Summary for the Busy Executive: La gazza ladra.
California-born Earl Kim studied with Schoenberg, Bloch, and, later, Sessions. He taught composition at Princeton and wound up at Harvard. He died in 1998, age 78. He never broke through to the public, although he had the respect of his academic peers. To tell you the truth, I know only one other piece, a song recorded by Dawn Upshaw on her "Orange Lips" album, but I don't remember it too well. Few recordings of his music appeared, which means that I remain in the dark about much of his output. Aficionados know him for his Beckett settings.
The word on Kim is that, like Berg, he makes serialism lyrical. That applies to only some of the pieces here, as we shall see. The description misses the point. Kim's music often sings, but not necessarily serially. One can hear echoes not only of Berg, but of Schoenberg, Webern, Stravinsky, and Mahler. For me, Kim is a magpie of a composer. He takes a bit from this one and that one. His saving grace consists of his ability to create a personal viewpoint out of the pre-fabricated pieces. For example, the violin concerto, written for Perlman, begins with shifting chords, probably all variants of a row, in the manner of Schoenbergian Klangfarbe ("sound-color"). This leads eventually through Webernian pointillism with Stravinskian rhythms and an Adams minimalism to a diatonic scalar passage straight out of neo-classic Stravinsky. The work consists of eight brief sections organized into two large movements. Throughout, one finds an intensity that I'd call austere, if ! it weren't so sonically beautiful. The composer forces our attention on only a few things at any one time, but he demands that we do indeed pay attention. I recall particularly a passage of alternating thirds, very Mahlerian, in the first movement that shows up in the second part as a Mahlerian arioso, of a kind familiar to those who know the song "Ich bin der Welt abhanden gekommen" or the adagietto from the fifth symphony. The music is made up of moments, brief, spare, and, again, intense. The orchestration shows a precise sonic imagination, but it paints in watercolors, rather than in oils. One doesn't find, for example, the density of Webern or Boulez. This is essentially chamber music with a lot of players.
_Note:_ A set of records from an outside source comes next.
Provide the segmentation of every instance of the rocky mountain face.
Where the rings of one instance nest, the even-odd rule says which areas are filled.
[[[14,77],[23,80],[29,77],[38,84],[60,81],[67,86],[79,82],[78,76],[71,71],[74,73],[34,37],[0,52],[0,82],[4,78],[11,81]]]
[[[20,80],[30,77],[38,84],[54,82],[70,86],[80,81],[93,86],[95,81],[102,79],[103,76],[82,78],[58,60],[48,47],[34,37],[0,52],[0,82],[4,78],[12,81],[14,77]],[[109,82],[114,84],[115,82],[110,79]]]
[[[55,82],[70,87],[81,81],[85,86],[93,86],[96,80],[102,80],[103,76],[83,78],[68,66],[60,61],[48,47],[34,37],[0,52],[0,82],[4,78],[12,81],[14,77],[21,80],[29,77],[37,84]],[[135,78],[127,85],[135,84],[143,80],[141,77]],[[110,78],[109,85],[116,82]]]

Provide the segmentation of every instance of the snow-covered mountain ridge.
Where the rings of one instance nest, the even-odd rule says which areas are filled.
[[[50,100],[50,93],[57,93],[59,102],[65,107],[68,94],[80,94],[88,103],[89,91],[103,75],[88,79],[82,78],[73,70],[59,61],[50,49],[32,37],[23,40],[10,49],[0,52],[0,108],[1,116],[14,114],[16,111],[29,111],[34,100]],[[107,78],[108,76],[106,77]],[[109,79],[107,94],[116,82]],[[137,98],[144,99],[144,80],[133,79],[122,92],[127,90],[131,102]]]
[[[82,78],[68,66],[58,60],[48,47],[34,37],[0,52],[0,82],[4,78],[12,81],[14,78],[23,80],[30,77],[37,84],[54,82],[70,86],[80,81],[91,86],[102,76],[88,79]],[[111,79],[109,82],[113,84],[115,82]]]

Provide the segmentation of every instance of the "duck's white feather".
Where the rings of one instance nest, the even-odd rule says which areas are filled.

For me, the concerto constitutes the major piece on the program. The concertante Dialogues for piano and orchestra, written two decades earlier, is a younger man's work. The Stravinskian elements show up more strongly, but not the Stravinsky of the roughly-contemporary Movements (1958-59), also for piano and orchestra, Instead, Kim leans more heavily on that composer's work from the Thirties and Forties. It's extremely well-written, and it shows Kim's characteristic elliptical expression. But it's less personal than the concerto.
Cornet, based on Rilke's Lay of the Love and Death of Cornet Christopher Rilke, is a melodrama – simultaneous music and recitation. I very seldom see the point of the genre in general. Usually, either the music is superfluous or the text is. You wind up wondering about the point of the exercise. Kim writes a well-crafted accompaniment, but the work as a whole doesn't escape the generic pitfall. I found myself wondering whether the work is for people who can't read Rilke without some sensory aid. Somewhere along the way, probably because the poem is so visual, I thought of it as a soundtrack for a movie that would never be made. But in all of these speculations, you see that the piece doesn't seem to have a life of its own, no matter how good the workmanship.
Cecylia Arzewski broke several hearts at Severance Hall when she gave up her Associate Concertmaster position in Cleveland to become concertmaster of Yoel Levi's Atlanta Symphony. She has impeccable technique and a true, though smallish tone, at least here. The Kim concerto calls on the violinist to play in two modes: as a chamber player and as a virtuoso. The textures, however, are so delicate that the soloist can't ramp up into Tchaikovsky mode without upsetting the ensemble balance. Scott Yoo and his Hibernians do very well indeed. Kim's textures are so transparent, you have no place to hide. They do particularly well in the Cornet, no small feat, since the level of simultaneous musical activity usually surpasses the other works. Robert Kim, the composer's nephew, takes on the role of the narrator, delivering a "natural," colloquial reading of Rilke's text. Under other readers, Rilke's poetic prose could cross the line into the unacceptably mannered and sink the ! entire enterprise into pure corn. Above all, the story comes across as a savage one, told against hellish landscapes.
The sound is good without calling attention to itself.